In only one place can it be said that the Mets ownership group has experienced any kind of sustained success: in the Federal District courtroom of Judge Jed S. Rakoff. On Thursday afternoon, fighting on a number of legal fronts—including one that could be the ownership group's death blow—Wilpon and his partners received a split decision on expert testimony that was, on balance, a minor victory.
As for the larger questions—whether Picard will win a summary judgment that would effectively set the floor for Wilpon and his partners at $83 million, or whether the Wilpon group will succeed in getting the case dismissed entirely—the judge said he will rule by March 5. The trial date is set for March 19.

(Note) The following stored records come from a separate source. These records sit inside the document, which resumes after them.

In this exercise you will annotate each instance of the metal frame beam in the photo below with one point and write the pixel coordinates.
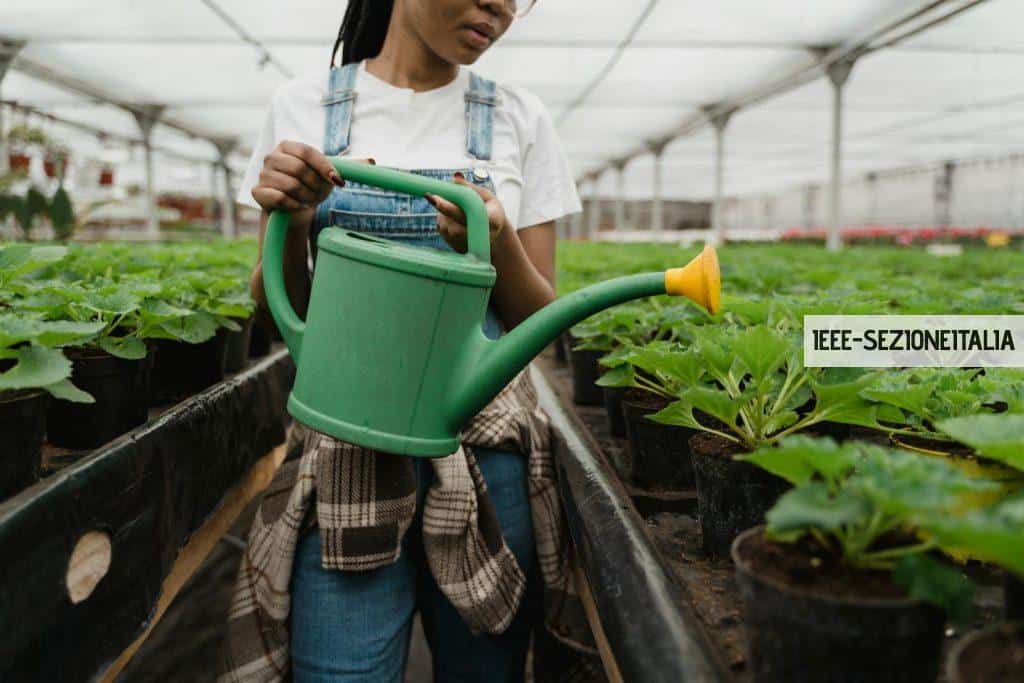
(146, 120)
(228, 224)
(888, 35)
(839, 74)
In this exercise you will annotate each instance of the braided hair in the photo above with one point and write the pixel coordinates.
(363, 30)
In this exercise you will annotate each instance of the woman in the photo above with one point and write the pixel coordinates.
(461, 540)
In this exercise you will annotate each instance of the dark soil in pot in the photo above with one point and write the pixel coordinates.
(182, 370)
(585, 374)
(659, 454)
(837, 430)
(1013, 593)
(239, 343)
(23, 424)
(260, 341)
(613, 407)
(810, 617)
(121, 388)
(992, 655)
(732, 496)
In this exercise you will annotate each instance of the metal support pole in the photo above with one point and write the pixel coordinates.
(621, 197)
(656, 204)
(228, 227)
(594, 217)
(8, 50)
(146, 117)
(719, 121)
(576, 222)
(839, 73)
(944, 195)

The discussion over allowing a pair of experts testify for the trustee—Steve Pomerantz and Harrison J. Goldin—and allowing an expert for the Wilpon group, John Maine (who is an authority on industry practices, not the once-promising former Mets pitcher of the same name), largely centered around the first two, and whether the usefulness of their expertise would be outweighed in practical terms by its potentially prejudicial effect on the jury.
In the case of Pomerantz, who would have testified about industry standards, the trustee wished to provide the jury with a baseline of practices, providing a contrast with the practices employed by Wilpon, Saul Katz and the other partners. Goldin would have provided particular expertise about the due diligence involved in 401K and other retirement plans.

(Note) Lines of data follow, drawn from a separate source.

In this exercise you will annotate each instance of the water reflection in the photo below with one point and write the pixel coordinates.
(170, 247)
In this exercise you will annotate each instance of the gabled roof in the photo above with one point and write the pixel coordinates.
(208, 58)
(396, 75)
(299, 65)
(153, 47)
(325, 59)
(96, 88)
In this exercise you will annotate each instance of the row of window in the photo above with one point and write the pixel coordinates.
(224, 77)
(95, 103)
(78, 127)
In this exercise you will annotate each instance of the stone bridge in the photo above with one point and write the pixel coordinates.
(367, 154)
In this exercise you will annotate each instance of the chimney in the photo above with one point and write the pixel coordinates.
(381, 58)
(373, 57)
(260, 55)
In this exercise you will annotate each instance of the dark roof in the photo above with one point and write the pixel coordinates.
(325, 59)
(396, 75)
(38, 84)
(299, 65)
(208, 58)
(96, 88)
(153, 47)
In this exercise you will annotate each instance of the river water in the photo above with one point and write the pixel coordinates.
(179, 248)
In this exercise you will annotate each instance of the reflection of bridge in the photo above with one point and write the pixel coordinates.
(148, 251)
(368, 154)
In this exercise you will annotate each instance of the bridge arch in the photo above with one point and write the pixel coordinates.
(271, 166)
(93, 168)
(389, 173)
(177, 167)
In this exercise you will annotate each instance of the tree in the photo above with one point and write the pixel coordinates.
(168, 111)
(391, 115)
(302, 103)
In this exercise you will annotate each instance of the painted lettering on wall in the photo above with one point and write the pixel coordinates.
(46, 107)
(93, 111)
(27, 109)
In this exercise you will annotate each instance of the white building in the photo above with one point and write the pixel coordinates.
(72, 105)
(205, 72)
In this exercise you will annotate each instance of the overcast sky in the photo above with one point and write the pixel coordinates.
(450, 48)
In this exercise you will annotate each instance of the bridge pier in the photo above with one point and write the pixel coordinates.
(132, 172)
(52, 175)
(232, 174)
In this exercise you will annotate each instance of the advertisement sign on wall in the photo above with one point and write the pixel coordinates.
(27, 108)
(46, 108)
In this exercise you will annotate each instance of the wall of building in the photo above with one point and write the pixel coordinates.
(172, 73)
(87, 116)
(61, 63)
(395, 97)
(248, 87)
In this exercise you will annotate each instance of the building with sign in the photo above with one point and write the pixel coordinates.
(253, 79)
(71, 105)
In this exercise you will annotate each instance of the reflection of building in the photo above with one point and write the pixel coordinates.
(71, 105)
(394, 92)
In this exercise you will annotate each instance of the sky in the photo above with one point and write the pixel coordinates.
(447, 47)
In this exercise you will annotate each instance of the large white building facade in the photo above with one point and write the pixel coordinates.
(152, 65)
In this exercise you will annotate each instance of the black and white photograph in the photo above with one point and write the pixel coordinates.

Early in the presentation of Wilpon attorney Robert Wise, Rakoff asked whether Wise intended to call Maine regardless of Rakoff's decision about Pomerantz and Goldin. Wise indicated that Maine was essentially a defensive measure. After further arguments, Rakoff took the path of least resistance, and struck all three expert witnesses. He cited Federal Rules of Evidence Section 403, which essentially says expert evidence may be struck, even if relevant, if it is prejudicial, confusing or misleading.
Rakoff said that the rule clearly applied to Maine and, in a “more sophisticated way," applied to Pomerantz and Goldin as well. He promised written opinions to elaborate on the decision.
As for the larger questions of summary judgment: Rakoff spent a significant portion of the time considering the testimony of Noreen Harrington, the former Chief Investment Officer of Sterling Stamos. Rakoff read pages of Harrington's testimony aloud in the courtroom.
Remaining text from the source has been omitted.